According to her, Dr. Wesley is not only a professor but also a role model, who has encouraged many young people like her to express themselves through writing. 

Alexandra Tetee Bonar, who was the winner of last year’s Young Scholars’ competition, said she had gained more confidence since she met Dr. Wesley. According to her, she had dropped in her writing skills for the last two years, but she is now confident to write and express herself.

“Dr. Wesley has thought me to revamp my writing skills. And for people who find it difficult to write, you just have to write when any thought comes to your mind. You have to first know your mood then you can find the title later but start.”

Aaron Ireland, who is a short story writer, is also a member of the Young Scholars, said the aim of the group is to encourage young Liberians to get involved in writing poetry and short story. 

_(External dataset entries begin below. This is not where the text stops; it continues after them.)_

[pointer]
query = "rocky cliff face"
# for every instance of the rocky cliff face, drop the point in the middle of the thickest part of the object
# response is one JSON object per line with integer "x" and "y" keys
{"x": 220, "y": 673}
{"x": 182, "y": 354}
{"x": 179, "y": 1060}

“I write short stories. Dr. Wesley is a great influence in our lives; she is a mentor, a role model, a mother, so it is privilege for us,” he said.

19-year-old Jee-won M. Arkoi, who is reading Social Works at the Mother Patern College of Health Science, also writes poems to express her feelings. 

A poem to her father, called the “Best Dad Ever” won her a trip to the US. It was sponsored by the U.S. Embassy in Liberia. 

But on Sunday, she read a poem entitled: “My Mother’s Pain.” In it she tells the struggle many mothers go through under heavy down pour of rain to buy ‘country rice’ for their children, and how walking in the Redlight Market mud, and passing by zogoes (miscreants) are all parts of the everyday struggle faced by them.  

A proud father, Augustine S. Arkoi of the New Hope Academy, said he never knew he had a gifted daughter until she wrote him the Father’s Day’s poem: “The Best Dad Ever.” He encouraged her to have it published in a newspaper, which she was reluctant to do but later did and that paid off. 

“I could not believe she wrote that poem. When I asked her who wrote it for her, she got vexed and asked, ‘Dad, who will write for me?’ That poem can go as a universal poem for any dad. I am so proud of Jee-won, and the program.”

Dr. Patricia Jabbeh Wesley, Prof. of English Literature and Creative writing, is the brain behind the poetry group. 

According to Dr. Wesley, the group’s aim is to inspire young people for excellence. She stated that the group is using literature as a base to inspire future generations of Liberians to focus on their education. 

“This is the third year of having poetry training workshops in Liberia. We train Jr, and Sr high school students and we conduct training workshops for college students as well. We help them to write properly,” she said.

“Our doors are open to all young writers. We take junior and senior high students, who want to learn how to write.

Dr. Welsey is also conducting similar training in faraway Maryland County, where she hails from.  

“Maryland County is where I am from, so I have to give back to my people who raised me.” 

Dr. Wesley has written five books of poetry with over a hundred poems in each of her books. She is now on her sixth book. She added: “My works have been published in the Harvard Review and in a hundred publications.” 

Many of her poems speak about Liberia. 

“I write about Liberia because I love my country. I write a lot about our people; our culture, our values. I write about our beautiful women, children our ethnicity. I write about our war, the Ebola, about unity. I even write about our food, our African lappa, and our beautiful natural reserves.”